Il est temps de tenir un discours responsable et d'investir dans un urbanisme où les valeurs collectives et citoyennes seraient réhabilitées, plutôt que de favoriser par des aides diverses une catégorie de population. Il est urgent que la question urbaine dans toute sa complexité revienne au coeur du débat démocratique.

L'ARCHITECTURE PUBLIQUE ET LES PPP

L'adoption par ordonnance, c'est à dire sans débat parlementaire de la procédure des contrats de Partenariat Public Privé a ouvert la voie à un transfert au secteur privé du "marché" des bâtiments publics.

Les bâtiments publics : les écoles, les commissariats, les hôpitaux, les universités seront ainsi la propriété de groupes financiers auxquels l'Etat ou les collectivités locales paieront un loyer.
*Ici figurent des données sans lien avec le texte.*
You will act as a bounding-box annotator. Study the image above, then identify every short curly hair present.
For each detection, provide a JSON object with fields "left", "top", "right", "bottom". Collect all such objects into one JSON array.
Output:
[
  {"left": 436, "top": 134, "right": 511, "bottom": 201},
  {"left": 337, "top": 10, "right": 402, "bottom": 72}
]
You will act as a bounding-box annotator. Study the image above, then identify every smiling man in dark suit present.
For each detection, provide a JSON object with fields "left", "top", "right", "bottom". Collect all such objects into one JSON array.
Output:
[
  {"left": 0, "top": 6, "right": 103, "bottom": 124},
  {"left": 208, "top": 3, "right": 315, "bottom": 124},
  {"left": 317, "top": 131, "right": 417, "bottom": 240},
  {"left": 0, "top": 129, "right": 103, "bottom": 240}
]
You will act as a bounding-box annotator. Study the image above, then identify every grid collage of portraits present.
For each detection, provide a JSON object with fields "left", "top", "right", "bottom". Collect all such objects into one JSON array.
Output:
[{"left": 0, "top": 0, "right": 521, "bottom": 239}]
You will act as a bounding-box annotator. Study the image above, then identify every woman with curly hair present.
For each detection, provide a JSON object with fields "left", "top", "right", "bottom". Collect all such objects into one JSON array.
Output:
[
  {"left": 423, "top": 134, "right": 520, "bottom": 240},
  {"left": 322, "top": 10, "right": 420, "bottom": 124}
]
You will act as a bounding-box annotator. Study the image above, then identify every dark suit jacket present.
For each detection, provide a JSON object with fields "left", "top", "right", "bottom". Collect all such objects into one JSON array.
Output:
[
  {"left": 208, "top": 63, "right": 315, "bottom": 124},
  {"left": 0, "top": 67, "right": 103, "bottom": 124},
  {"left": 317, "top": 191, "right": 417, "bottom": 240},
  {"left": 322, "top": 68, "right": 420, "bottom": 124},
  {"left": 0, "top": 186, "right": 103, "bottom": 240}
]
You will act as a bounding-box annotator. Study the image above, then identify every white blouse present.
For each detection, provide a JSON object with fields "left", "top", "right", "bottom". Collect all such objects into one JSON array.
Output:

En dépit des engagements pris par deux ministres de la République, en 2003 de limiter l'usage des PPP, la majorité actuelle entend les généraliser à tout type et toute taille de projet.

Au moment où la Grande-Bretagne porte un regard très critique sur cette procédure, dont les résultats en termes financiers et architecturaux sont loin d'être probants, le Syndicat de l'Architecture rappelle son hostilité aux PPP qui repose sur une triple défiance :
- le renoncement de la responsabilité de l'Etat et des collectivités locales à leur rôle de maître d'ouvrage représentant l'intérêt général, le bien commun et son transfert à des spécialistes privés dont l'intérêt naturel est de réaliser le maximum de profit.
- les conséquences prévisibles sur le sens et la qualité des bâtiments
- le coût final payé par les citoyens dans 20, 30 ou 50 ans qui sera forcément supérieur aux réalisations 100% publiques car il faut bien, notamment, rémunérer les actionnaires.

Nous demandons la suppression de cette procédure ou, à tout le moins, un débat au parlement permettant de limiter strictement l'usage d'une procédure qui autorise toutes les suspicions.

POUR UNE POLITIQUE ARCHITECTURALE

L'Architecture est l'objet d'une Loi qui lui reconnaît son caractère "d'intérêt public", elle est tout à la fois :
- une nécessité sociale : tout au long de leur vie, tous les citoyens ont besoin de bâtiments pour accueillir différentes fonctions : habiter, s'instruire, travailler, se cultiver, se soigner, se distraire ;
- un enjeu culturel : les bâtiments participent de notre culture par leur conception et leur expression, ils sont une part de notre patrimoine commun ;
- une activité économique : par l'investissement financier lié à la construction, la maintenance, l'entretien et les emplois attachés à ce secteur d' activité ;
- un enjeu environnemental : le bâtiment pour sa construction et son usage, consomme notamment 50 % des ressources naturelles et 40% de l'énergie.

Le Syndicat de l'Architecture, appelle de ses voeux la mise oeuvre d'une politique architecturale globale et continue envisageant tous ses aspects et mobilisant les moyens financiers à la hauteur des enjeux pour :
- réconcilier l'architecture et les citoyens par la sensibilisation dès l'école et le développement de la culture architecturale ;
- permettre aux élus d'exercer leur responsabilité en matière d'exemplarité et de qualité, réformer les outils d'urbanisme et les autorisations administratives dans le sens du développement durable, leur permettre d'assumer pleinement leur rôle de maître d'ouvrage public face aux intérêts privés ;
- favoriser l'excellence de la formation initiale et continue des architectes, garantir l'amélioration de la pratique architecturale notamment en permettant aux jeunes diplômés une réelle immersion professionnelle.